Whereas the world of the media divides, the Gospel reconciles; where the media polarises the Gospel unites. The soil in which the seed of truth is sown is in many places still shallow and full of rocks and thistles.

The other respect in which Christian theology challenges the conformity of the media is the direction we are being taken towards virtual reality. We must avoid the danger of being luddites. We must also be careful of not becoming false prophets. Media pundits seriously misjudged and wrongly prophesised the demise of the cinema. With the advent of TV, Colour TV and then video there was speculation each time that this signalled the end of the cinema. People overlooked the truism that watching something on your own was an essentially different experience from watching it in a group. The film industry is flourishing. Yet what cannot be ignored is the convergence of two social factors. Along with the breakdown of the family and the individualisation of society there comes a media technology that allows people to create and enter a private world of virtual reality. Real relationships open to the senses of touch, sight and sound give way to virtual relationships where relatedness is mediated through a screen. This falls short of the incarnation in which truth takes flesh and becomes not only visible and audible but also tangible. God connects with his world flesh to flesh. The communion is total, spiritual and physical.

If the world of virtual reality gathers momentum allowing people to bank, to shop, to play, to relate without moving from their screen it offers an opportunity - a unique one - for the church. If there is a social instinct in everyone where will this be satisfied in a world of broken relationships and virtual reality? The need to belong, to love and to be loved, is the song of the church. Here on Merseyside we are the capital region of the Call Centre - BT at Warrington , Littlewoods and Granada in Liverpool . QVC Shopping Channel in Knowsley. I have visited them all. The Gospel for our region and for the world is that there is a life beyond the digital network - both transcendent and immanent, eternal and immediate. I use that last word deliberately and advisedly. "Immediate" means without media, without mediation. Although, as you know, I am committed to taking opportunities in the media to communicate the Christian faith, I am in no doubt that the priority must be the immediate face to face relationships of our local communities and churches.
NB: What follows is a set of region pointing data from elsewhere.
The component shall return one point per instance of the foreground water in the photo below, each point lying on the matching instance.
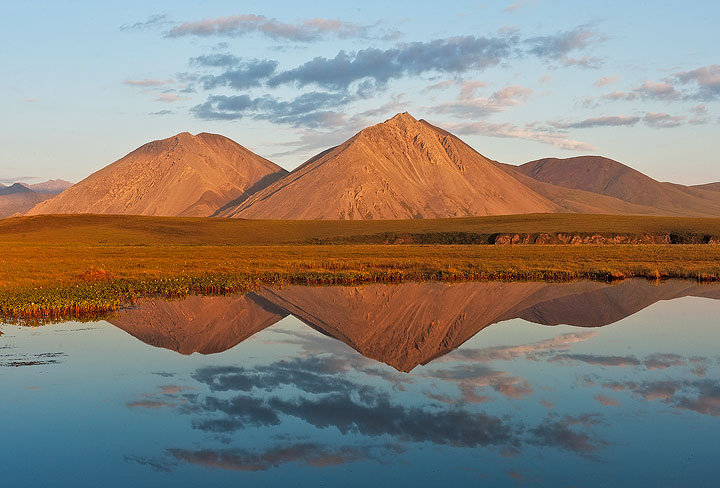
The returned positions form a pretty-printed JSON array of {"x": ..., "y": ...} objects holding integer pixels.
[{"x": 456, "y": 384}]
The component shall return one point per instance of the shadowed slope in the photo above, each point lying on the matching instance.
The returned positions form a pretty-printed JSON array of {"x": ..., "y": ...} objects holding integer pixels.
[
  {"x": 198, "y": 324},
  {"x": 606, "y": 177},
  {"x": 184, "y": 175},
  {"x": 399, "y": 169},
  {"x": 400, "y": 325}
]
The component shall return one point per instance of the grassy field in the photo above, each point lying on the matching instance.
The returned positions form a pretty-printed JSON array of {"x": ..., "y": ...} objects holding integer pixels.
[
  {"x": 135, "y": 230},
  {"x": 70, "y": 266}
]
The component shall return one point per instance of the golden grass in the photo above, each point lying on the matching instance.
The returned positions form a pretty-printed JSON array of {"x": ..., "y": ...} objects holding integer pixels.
[
  {"x": 69, "y": 266},
  {"x": 136, "y": 230}
]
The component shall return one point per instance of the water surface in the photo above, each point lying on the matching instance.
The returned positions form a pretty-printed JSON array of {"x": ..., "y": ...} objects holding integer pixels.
[{"x": 581, "y": 384}]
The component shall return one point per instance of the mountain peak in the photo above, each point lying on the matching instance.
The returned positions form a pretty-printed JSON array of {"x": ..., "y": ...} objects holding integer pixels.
[{"x": 183, "y": 175}]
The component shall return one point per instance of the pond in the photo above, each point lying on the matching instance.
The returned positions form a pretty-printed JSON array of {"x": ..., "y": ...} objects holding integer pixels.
[{"x": 577, "y": 384}]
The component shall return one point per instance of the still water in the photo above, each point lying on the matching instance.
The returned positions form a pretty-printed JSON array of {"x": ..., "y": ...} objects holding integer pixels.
[{"x": 500, "y": 384}]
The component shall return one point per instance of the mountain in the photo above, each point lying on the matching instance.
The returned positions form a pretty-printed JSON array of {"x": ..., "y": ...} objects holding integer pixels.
[
  {"x": 18, "y": 199},
  {"x": 50, "y": 186},
  {"x": 402, "y": 326},
  {"x": 708, "y": 186},
  {"x": 15, "y": 188},
  {"x": 183, "y": 175},
  {"x": 198, "y": 324},
  {"x": 400, "y": 169},
  {"x": 609, "y": 178}
]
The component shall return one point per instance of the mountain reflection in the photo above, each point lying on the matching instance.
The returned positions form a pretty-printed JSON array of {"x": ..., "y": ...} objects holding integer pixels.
[{"x": 400, "y": 325}]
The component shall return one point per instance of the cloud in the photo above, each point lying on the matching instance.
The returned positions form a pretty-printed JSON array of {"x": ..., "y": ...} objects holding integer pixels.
[
  {"x": 147, "y": 82},
  {"x": 216, "y": 60},
  {"x": 588, "y": 62},
  {"x": 467, "y": 105},
  {"x": 150, "y": 404},
  {"x": 469, "y": 377},
  {"x": 241, "y": 25},
  {"x": 558, "y": 46},
  {"x": 701, "y": 396},
  {"x": 378, "y": 66},
  {"x": 169, "y": 97},
  {"x": 559, "y": 434},
  {"x": 606, "y": 121},
  {"x": 606, "y": 80},
  {"x": 649, "y": 90},
  {"x": 663, "y": 361},
  {"x": 607, "y": 401},
  {"x": 513, "y": 7},
  {"x": 508, "y": 130},
  {"x": 705, "y": 78},
  {"x": 651, "y": 119},
  {"x": 310, "y": 109},
  {"x": 699, "y": 114},
  {"x": 307, "y": 454},
  {"x": 154, "y": 21},
  {"x": 245, "y": 74},
  {"x": 598, "y": 360},
  {"x": 661, "y": 120}
]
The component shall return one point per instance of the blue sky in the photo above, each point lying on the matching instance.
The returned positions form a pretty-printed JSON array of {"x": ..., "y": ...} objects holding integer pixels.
[{"x": 84, "y": 83}]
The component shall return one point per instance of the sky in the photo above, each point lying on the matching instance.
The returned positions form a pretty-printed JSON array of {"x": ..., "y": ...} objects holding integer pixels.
[{"x": 86, "y": 82}]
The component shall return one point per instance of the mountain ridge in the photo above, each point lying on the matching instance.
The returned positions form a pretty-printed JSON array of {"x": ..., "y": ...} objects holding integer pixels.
[{"x": 183, "y": 175}]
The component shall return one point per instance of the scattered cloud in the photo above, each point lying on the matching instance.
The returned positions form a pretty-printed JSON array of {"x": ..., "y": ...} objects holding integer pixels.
[
  {"x": 606, "y": 121},
  {"x": 241, "y": 25},
  {"x": 588, "y": 62},
  {"x": 661, "y": 120},
  {"x": 606, "y": 80},
  {"x": 152, "y": 22},
  {"x": 312, "y": 109},
  {"x": 307, "y": 454},
  {"x": 558, "y": 46},
  {"x": 508, "y": 130},
  {"x": 147, "y": 82},
  {"x": 378, "y": 66},
  {"x": 467, "y": 105},
  {"x": 607, "y": 401},
  {"x": 699, "y": 115},
  {"x": 245, "y": 74},
  {"x": 169, "y": 97},
  {"x": 705, "y": 78}
]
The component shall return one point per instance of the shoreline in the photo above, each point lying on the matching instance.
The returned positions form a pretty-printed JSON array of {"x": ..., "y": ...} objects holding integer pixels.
[{"x": 96, "y": 295}]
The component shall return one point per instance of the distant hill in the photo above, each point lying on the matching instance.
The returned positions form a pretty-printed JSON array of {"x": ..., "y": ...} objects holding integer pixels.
[
  {"x": 183, "y": 175},
  {"x": 400, "y": 169},
  {"x": 15, "y": 188},
  {"x": 708, "y": 186},
  {"x": 50, "y": 186},
  {"x": 603, "y": 176},
  {"x": 18, "y": 199}
]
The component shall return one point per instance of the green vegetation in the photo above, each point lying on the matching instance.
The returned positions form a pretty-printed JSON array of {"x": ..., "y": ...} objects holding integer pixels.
[{"x": 73, "y": 266}]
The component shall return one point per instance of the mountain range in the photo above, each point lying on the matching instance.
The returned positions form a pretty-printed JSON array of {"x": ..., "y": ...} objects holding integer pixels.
[
  {"x": 402, "y": 168},
  {"x": 19, "y": 198},
  {"x": 402, "y": 326}
]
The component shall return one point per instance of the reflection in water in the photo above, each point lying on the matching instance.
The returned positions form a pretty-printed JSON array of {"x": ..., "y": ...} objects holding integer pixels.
[
  {"x": 271, "y": 401},
  {"x": 403, "y": 326}
]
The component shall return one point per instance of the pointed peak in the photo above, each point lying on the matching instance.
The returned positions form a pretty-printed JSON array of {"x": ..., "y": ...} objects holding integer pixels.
[{"x": 402, "y": 118}]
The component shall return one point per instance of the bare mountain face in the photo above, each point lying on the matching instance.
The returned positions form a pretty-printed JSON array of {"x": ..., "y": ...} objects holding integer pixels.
[
  {"x": 400, "y": 169},
  {"x": 184, "y": 175},
  {"x": 402, "y": 326},
  {"x": 198, "y": 324},
  {"x": 50, "y": 186},
  {"x": 630, "y": 190}
]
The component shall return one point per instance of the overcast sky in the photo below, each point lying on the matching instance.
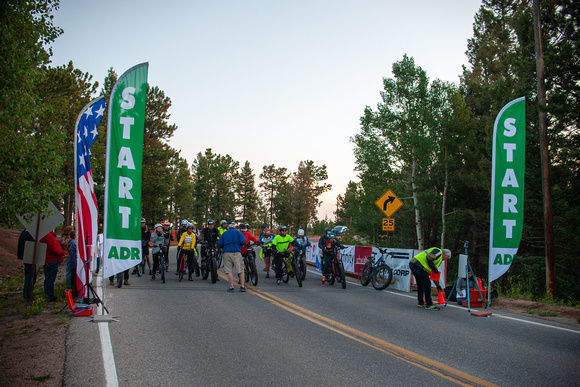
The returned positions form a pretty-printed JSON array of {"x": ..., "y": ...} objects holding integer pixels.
[{"x": 271, "y": 82}]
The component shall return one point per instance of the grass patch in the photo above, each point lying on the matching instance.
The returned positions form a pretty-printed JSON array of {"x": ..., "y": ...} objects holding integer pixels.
[{"x": 41, "y": 379}]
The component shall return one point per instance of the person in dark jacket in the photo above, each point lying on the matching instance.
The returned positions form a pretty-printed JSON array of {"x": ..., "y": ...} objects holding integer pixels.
[{"x": 54, "y": 256}]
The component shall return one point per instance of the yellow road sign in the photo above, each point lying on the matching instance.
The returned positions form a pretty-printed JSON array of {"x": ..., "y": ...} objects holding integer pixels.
[
  {"x": 389, "y": 203},
  {"x": 388, "y": 224}
]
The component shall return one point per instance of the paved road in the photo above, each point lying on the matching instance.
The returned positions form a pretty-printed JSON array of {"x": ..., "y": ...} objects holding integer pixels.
[{"x": 196, "y": 333}]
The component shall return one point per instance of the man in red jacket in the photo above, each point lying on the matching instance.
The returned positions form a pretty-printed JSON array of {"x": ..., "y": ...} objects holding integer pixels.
[{"x": 54, "y": 256}]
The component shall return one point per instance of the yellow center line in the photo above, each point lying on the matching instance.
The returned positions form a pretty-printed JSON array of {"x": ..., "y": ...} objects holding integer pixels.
[{"x": 437, "y": 368}]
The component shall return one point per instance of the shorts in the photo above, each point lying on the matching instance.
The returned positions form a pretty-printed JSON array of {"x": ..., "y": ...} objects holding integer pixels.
[{"x": 233, "y": 260}]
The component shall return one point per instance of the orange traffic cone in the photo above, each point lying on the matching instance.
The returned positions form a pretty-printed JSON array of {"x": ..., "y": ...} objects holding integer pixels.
[{"x": 441, "y": 298}]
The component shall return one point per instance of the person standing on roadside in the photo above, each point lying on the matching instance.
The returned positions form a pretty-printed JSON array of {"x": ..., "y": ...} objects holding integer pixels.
[
  {"x": 29, "y": 270},
  {"x": 421, "y": 266},
  {"x": 54, "y": 256},
  {"x": 231, "y": 243}
]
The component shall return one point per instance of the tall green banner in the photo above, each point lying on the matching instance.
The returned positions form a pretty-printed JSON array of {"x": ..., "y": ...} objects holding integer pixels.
[
  {"x": 125, "y": 129},
  {"x": 507, "y": 187}
]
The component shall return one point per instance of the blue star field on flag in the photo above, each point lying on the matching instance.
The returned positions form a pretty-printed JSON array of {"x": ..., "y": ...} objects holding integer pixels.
[{"x": 87, "y": 134}]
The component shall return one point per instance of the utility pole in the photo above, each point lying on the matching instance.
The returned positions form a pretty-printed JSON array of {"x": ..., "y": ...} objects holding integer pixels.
[{"x": 544, "y": 157}]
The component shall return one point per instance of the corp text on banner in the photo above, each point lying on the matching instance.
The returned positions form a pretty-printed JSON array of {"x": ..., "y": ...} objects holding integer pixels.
[{"x": 125, "y": 130}]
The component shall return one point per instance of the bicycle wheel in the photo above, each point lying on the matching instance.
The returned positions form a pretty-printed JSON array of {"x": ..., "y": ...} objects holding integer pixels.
[
  {"x": 285, "y": 275},
  {"x": 213, "y": 270},
  {"x": 366, "y": 274},
  {"x": 331, "y": 277},
  {"x": 253, "y": 273},
  {"x": 302, "y": 269},
  {"x": 382, "y": 277},
  {"x": 297, "y": 273},
  {"x": 342, "y": 275}
]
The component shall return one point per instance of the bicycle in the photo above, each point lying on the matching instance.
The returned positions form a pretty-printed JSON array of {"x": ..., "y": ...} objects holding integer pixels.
[
  {"x": 162, "y": 263},
  {"x": 289, "y": 260},
  {"x": 209, "y": 264},
  {"x": 250, "y": 271},
  {"x": 335, "y": 270},
  {"x": 378, "y": 272}
]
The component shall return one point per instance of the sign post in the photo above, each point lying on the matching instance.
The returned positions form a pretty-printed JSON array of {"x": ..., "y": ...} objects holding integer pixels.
[{"x": 389, "y": 203}]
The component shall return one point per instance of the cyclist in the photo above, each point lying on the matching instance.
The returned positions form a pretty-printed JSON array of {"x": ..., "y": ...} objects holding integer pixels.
[
  {"x": 421, "y": 266},
  {"x": 266, "y": 252},
  {"x": 210, "y": 235},
  {"x": 168, "y": 239},
  {"x": 186, "y": 246},
  {"x": 281, "y": 243},
  {"x": 327, "y": 244},
  {"x": 180, "y": 232},
  {"x": 158, "y": 243},
  {"x": 303, "y": 241}
]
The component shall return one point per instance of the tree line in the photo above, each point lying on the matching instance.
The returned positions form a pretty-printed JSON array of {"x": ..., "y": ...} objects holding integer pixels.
[
  {"x": 39, "y": 105},
  {"x": 430, "y": 143}
]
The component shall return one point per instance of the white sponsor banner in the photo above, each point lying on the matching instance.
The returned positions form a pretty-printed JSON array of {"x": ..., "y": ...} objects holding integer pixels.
[{"x": 347, "y": 256}]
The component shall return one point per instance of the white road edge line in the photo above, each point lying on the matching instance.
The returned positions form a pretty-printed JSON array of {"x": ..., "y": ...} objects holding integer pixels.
[
  {"x": 475, "y": 310},
  {"x": 106, "y": 346}
]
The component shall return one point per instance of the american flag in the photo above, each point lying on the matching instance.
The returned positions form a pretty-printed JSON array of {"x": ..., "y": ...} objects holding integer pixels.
[{"x": 87, "y": 212}]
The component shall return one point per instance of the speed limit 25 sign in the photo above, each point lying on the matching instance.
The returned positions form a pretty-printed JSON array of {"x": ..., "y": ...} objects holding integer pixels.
[{"x": 388, "y": 224}]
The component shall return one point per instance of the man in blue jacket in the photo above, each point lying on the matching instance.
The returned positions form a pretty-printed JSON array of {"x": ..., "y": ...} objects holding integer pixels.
[{"x": 231, "y": 243}]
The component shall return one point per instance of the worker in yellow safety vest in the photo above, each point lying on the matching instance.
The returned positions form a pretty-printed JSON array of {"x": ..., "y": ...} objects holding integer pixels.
[{"x": 421, "y": 266}]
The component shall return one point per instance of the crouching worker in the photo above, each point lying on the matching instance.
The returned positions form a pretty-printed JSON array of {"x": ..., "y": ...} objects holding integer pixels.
[{"x": 422, "y": 265}]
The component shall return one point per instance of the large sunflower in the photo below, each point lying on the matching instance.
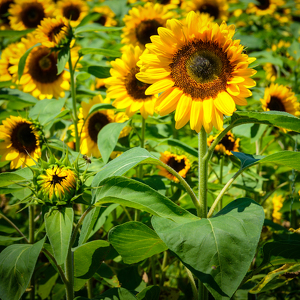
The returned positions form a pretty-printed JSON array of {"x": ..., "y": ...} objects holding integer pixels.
[
  {"x": 25, "y": 14},
  {"x": 280, "y": 98},
  {"x": 143, "y": 22},
  {"x": 20, "y": 142},
  {"x": 123, "y": 86},
  {"x": 218, "y": 9},
  {"x": 201, "y": 71},
  {"x": 73, "y": 10},
  {"x": 180, "y": 163},
  {"x": 90, "y": 125},
  {"x": 226, "y": 145}
]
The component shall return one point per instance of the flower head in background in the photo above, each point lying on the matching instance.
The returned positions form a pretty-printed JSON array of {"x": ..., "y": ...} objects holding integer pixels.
[
  {"x": 20, "y": 142},
  {"x": 180, "y": 163},
  {"x": 200, "y": 70},
  {"x": 26, "y": 14},
  {"x": 125, "y": 88}
]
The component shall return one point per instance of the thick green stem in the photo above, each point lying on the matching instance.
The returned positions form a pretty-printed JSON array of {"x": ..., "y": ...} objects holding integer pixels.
[{"x": 73, "y": 95}]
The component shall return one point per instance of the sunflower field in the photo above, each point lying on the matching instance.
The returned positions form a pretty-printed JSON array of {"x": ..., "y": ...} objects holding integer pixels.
[{"x": 149, "y": 149}]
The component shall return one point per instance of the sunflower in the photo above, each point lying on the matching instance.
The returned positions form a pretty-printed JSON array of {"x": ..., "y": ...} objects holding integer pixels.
[
  {"x": 20, "y": 142},
  {"x": 226, "y": 145},
  {"x": 53, "y": 32},
  {"x": 280, "y": 98},
  {"x": 180, "y": 163},
  {"x": 143, "y": 22},
  {"x": 264, "y": 7},
  {"x": 129, "y": 92},
  {"x": 201, "y": 71},
  {"x": 58, "y": 183},
  {"x": 217, "y": 9},
  {"x": 90, "y": 125},
  {"x": 73, "y": 10},
  {"x": 25, "y": 14}
]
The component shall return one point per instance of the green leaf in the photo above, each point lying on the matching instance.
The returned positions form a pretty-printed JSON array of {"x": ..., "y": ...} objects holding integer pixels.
[
  {"x": 129, "y": 192},
  {"x": 17, "y": 263},
  {"x": 218, "y": 250},
  {"x": 62, "y": 59},
  {"x": 59, "y": 224},
  {"x": 105, "y": 52},
  {"x": 108, "y": 137},
  {"x": 135, "y": 242},
  {"x": 23, "y": 59},
  {"x": 273, "y": 118},
  {"x": 87, "y": 260}
]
It is in the face to face, flesh to flesh encounters that the truest communication and communion happens - person to God and person to person. That is why the famous image of Stuart Blanch cycling around the city is so compelling. Even though he knew the importance of the media and encouraged the young to see it as a vocation it was in the personal encounter with God and with others that he set such an inspiring example. By his bicycle he literally pedalled the Word on the Street. Like Augustine: a Bishop and an Archbishop for us and a Christian with us. Like Christ, giving not just information about God but his very self in communion.

These are sure steps towards a theology of communication.